The music industry is experiencing the impact of artificial intelligence as Meta introduces its open-source music generation AI model, similar to ChatGPT for text generation. Felix Kreuk, an AI research engineer at Meta, recently showcased the abilities of “MusicGen” in a captivating Twitter thread. This innovative system can take existing music and transform it, allowing for intriguing adaptations like crafting an ’80s pop song from a timeless musical motif. The possibilities for musical exploration and creativity seem boundless with this remarkable technology.
According to Kreuk, the MusicGen model employs an EnCodec audio tokenizer based on a transformer language model. Users can try out the MusicGen demo through Hugging Face’s API, but the generation process might take longer if there are many concurrent users. Alternatively, users can set up their own instance of the model on the Hugging Face site for faster outputs.
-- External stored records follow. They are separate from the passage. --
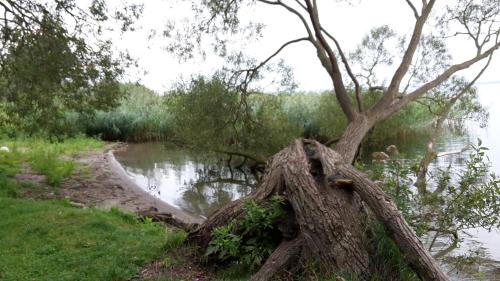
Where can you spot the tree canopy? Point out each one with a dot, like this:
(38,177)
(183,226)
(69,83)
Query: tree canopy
(53,59)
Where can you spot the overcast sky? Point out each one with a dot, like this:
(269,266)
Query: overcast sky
(159,70)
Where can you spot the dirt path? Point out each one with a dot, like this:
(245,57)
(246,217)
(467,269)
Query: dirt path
(100,181)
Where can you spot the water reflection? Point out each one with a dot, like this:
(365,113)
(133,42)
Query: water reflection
(199,183)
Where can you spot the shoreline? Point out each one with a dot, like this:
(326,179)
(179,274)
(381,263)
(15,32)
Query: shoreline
(151,200)
(100,181)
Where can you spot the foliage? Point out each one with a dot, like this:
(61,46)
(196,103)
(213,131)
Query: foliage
(45,157)
(50,240)
(141,116)
(249,241)
(206,114)
(47,162)
(462,197)
(49,65)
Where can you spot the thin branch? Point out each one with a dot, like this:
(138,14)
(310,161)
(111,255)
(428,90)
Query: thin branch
(336,75)
(441,78)
(415,12)
(408,56)
(357,87)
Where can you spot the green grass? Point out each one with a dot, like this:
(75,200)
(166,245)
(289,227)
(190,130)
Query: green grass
(45,157)
(50,240)
(70,146)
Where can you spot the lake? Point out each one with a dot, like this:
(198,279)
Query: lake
(200,183)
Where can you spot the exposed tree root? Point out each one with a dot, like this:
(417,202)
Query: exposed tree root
(286,255)
(328,200)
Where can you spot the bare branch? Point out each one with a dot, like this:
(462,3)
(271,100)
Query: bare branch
(357,88)
(336,75)
(442,77)
(415,12)
(408,56)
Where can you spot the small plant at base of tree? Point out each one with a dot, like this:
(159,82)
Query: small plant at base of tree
(231,243)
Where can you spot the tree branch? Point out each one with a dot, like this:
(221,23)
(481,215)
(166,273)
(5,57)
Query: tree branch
(441,78)
(415,12)
(408,56)
(357,88)
(336,75)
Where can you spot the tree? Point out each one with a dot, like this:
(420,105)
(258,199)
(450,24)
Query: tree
(53,60)
(331,216)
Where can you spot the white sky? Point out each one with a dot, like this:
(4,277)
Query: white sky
(159,70)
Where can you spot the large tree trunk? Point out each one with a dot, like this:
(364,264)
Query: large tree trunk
(331,217)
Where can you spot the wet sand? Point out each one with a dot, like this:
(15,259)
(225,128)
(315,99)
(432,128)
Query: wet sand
(100,181)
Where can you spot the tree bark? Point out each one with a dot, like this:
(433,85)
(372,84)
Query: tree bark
(331,218)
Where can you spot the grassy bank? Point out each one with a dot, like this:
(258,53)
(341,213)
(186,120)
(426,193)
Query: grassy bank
(206,114)
(53,240)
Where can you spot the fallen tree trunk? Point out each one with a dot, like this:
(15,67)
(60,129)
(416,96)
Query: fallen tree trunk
(328,198)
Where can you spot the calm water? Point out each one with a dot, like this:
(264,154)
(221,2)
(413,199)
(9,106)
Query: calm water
(200,184)
(197,183)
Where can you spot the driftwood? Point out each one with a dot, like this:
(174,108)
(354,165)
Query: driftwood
(166,218)
(329,199)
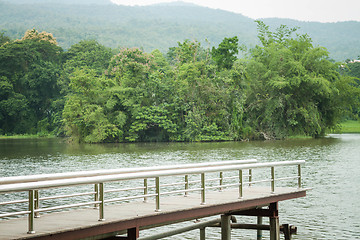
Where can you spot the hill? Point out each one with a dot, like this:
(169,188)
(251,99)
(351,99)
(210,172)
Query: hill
(158,26)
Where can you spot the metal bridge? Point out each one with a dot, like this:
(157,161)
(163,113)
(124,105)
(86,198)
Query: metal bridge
(120,203)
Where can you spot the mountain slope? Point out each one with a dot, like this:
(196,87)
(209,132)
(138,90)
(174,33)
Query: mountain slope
(158,26)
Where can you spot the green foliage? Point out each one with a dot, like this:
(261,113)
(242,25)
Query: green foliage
(29,69)
(226,54)
(286,86)
(295,88)
(86,113)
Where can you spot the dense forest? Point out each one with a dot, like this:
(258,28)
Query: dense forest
(283,86)
(159,26)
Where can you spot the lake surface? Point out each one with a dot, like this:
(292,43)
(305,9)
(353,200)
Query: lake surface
(331,209)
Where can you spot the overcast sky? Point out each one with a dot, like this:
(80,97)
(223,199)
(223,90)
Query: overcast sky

For those with technical expertise and sufficient computational resources, it is also possible to download the code and run it locally.
During testing, a synth-heavy “symphonic rendition of the happy birthday theme” and a lo-fi hip-hop track featuring nature samples (including crickets) were created. By default, the songs do not include lyrics. Gizmodo also tested the system by incorporating optional audio tracks with lyrics. In one instance, lyrics were added to a prompt for a “grunge song with heavy bass and violin accompaniment,” resulting in a crackly output compared to the same prompt without lyrics.
The extent to which the AI comprehends specific composers remains unclear. When prompted to generate a “Hans Zimmer score for a steampunk medieval film,” it is difficult to ascertain if the AI can truly replicate Zimmer’s distinctive themes and style.
While various AI models have been developed for text generation, voice synthesis, art generation, and short videos, there have been limited high-quality examples of music generation made available to the public. According to the research document accompanying the model, one of the main challenges in music generation is the need to capture the full frequency spectrum, which requires intensive sampling. Additionally, the complex structures and overlapping instrumentation found in music further contribute to the difficulty of generating high-quality musical compositions.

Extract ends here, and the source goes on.